Yen at the Royal Court review: A candid exploration of teenage poverty, sexuality and neglect

Simon Thomson
Yen at the Royal Court
Yen at the Royal Court

Royal Court | ★★★★☆

In the new post-Benefits Street dispensation, references to “poverty porn” have become commonplace. Initially this meant a sort of guilty pleasure at watching the pitiful antics of a presumably scrounging underclass, but the term has become ever less metaphorical. Earlier this month social commentators flaunted their sincerest outrage at popular trouser-free streaming site PornHub’s revelation that last year “British Chav” rose 23 places, to number nine on its list of the country’s most popular search terms. In a deliberate bid to shock, Yen opens with an elision of the two meanings; shaven headed, shirtless, lumpenprole teen brothers discussing the porn they are streaming, using only the most graphic of language.

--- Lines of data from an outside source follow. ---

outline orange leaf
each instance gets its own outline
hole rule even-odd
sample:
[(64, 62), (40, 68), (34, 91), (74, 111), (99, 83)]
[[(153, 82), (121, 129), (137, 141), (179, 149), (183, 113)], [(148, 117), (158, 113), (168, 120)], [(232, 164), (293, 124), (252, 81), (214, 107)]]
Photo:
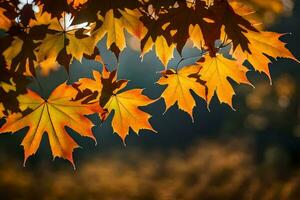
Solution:
[(109, 72), (106, 67), (103, 67), (101, 74), (94, 71), (93, 75), (94, 80), (88, 78), (80, 79), (77, 83), (79, 84), (79, 89), (83, 93), (87, 90), (98, 92), (95, 100), (103, 108), (99, 109), (100, 118), (106, 120), (107, 116), (114, 111), (112, 127), (114, 132), (124, 142), (126, 136), (129, 134), (129, 128), (132, 128), (136, 133), (141, 129), (154, 131), (148, 121), (151, 115), (139, 109), (140, 106), (147, 106), (153, 103), (154, 100), (143, 95), (142, 89), (119, 92), (126, 87), (128, 81), (117, 80), (116, 71)]
[(66, 132), (65, 127), (73, 129), (81, 136), (95, 140), (91, 130), (93, 123), (85, 117), (93, 112), (88, 105), (71, 101), (76, 93), (74, 88), (63, 83), (52, 92), (48, 99), (41, 98), (31, 90), (19, 96), (20, 109), (22, 111), (29, 109), (30, 113), (10, 115), (1, 127), (0, 133), (14, 133), (29, 127), (22, 141), (25, 153), (24, 165), (27, 158), (36, 153), (45, 133), (48, 135), (53, 157), (67, 159), (73, 165), (72, 153), (79, 146)]
[(191, 91), (205, 99), (205, 87), (199, 82), (200, 65), (186, 66), (178, 72), (174, 70), (164, 71), (158, 80), (159, 85), (167, 85), (161, 95), (166, 103), (166, 110), (176, 102), (179, 109), (187, 112), (193, 119), (193, 109), (196, 106)]
[(176, 48), (175, 44), (168, 45), (167, 40), (163, 36), (158, 36), (153, 42), (152, 38), (150, 37), (144, 48), (142, 49), (141, 57), (143, 58), (145, 54), (150, 52), (155, 45), (155, 53), (158, 59), (162, 62), (164, 67), (168, 66), (168, 63), (172, 58), (174, 58), (174, 49)]
[[(62, 13), (60, 19), (42, 15), (36, 23), (48, 23), (49, 30), (53, 33), (46, 34), (41, 44), (36, 49), (37, 62), (40, 64), (43, 74), (47, 75), (50, 70), (64, 65), (69, 70), (73, 59), (80, 61), (82, 58), (92, 56), (96, 48), (96, 36), (91, 33), (93, 26), (88, 22), (72, 25), (74, 16), (71, 13)], [(76, 33), (81, 33), (78, 38)]]
[(129, 128), (138, 133), (141, 129), (154, 131), (149, 119), (150, 114), (139, 109), (154, 101), (142, 94), (142, 89), (132, 89), (114, 94), (104, 106), (109, 113), (114, 111), (112, 127), (123, 141), (129, 134)]
[(221, 54), (216, 55), (216, 57), (210, 57), (209, 54), (205, 55), (202, 66), (200, 78), (206, 82), (208, 105), (216, 93), (221, 103), (226, 103), (233, 108), (232, 97), (235, 92), (228, 78), (239, 84), (251, 85), (246, 76), (248, 69), (234, 60), (223, 57)]
[(248, 60), (255, 70), (265, 73), (269, 77), (270, 81), (271, 75), (269, 71), (269, 63), (271, 61), (266, 55), (275, 59), (281, 57), (299, 62), (285, 47), (286, 44), (279, 40), (279, 38), (284, 34), (248, 31), (245, 35), (250, 41), (249, 49), (251, 53), (243, 51), (240, 47), (237, 47), (237, 49), (233, 52), (233, 57), (235, 57), (241, 64), (245, 60)]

Even before things start, as the audience enters the theatre, the brothers are already on stage. They are full of restless energy, rolling about, thrusting, climbing the jungle gym-like set, slithering out from under sofa-beds. Part toddler, part troglodyte, they immediately appear dim-witted and dangerous, and their initial exchange does nothing to dispel the notion. Nor does the arrival of their neglectful, alcoholic mother. But when a neighbour, concerned for the welfare of their dog, inserts herself into their lives, the narrative moves away from a sort of mean-spirited Shameless, and momentarily the misery relents.

Although the quality and complexity of the narrative builds throughout the play, the way in which the characters reveal different aspects of themselves through their responses to one another demonstrates playwright Anna Jordan’s real flair for characterisation. The actors rise to the challenge, especially the younger brother, Bobbie, played by Jake Davies, who taps into the impulsive energy of a 13-year-old running off track, without responsible adult supervision. Likewise the well-intentioned neighbour Jenny, played by Annes Elwy, who is good, even saintly, without being sanctimonious, saccharine, or a simplistic saviour figure, ready to step in and rescue her social inferiors.

The staging, on the other hand is simplistic, bordering on the surreal. A dozen sodium lamps stand in for a big screen TV, while an electric bar heater plays a snarling Alsatian.

Walking out of the Royal Court, to the consumerist opulence of Sloane Square, the juxtaposition is stark, and it’s hard to shake the feeling you’ve just taken part in a little class tourism. If Yen’s purpose is to get you thinking about the state of the nation, then it succeeds.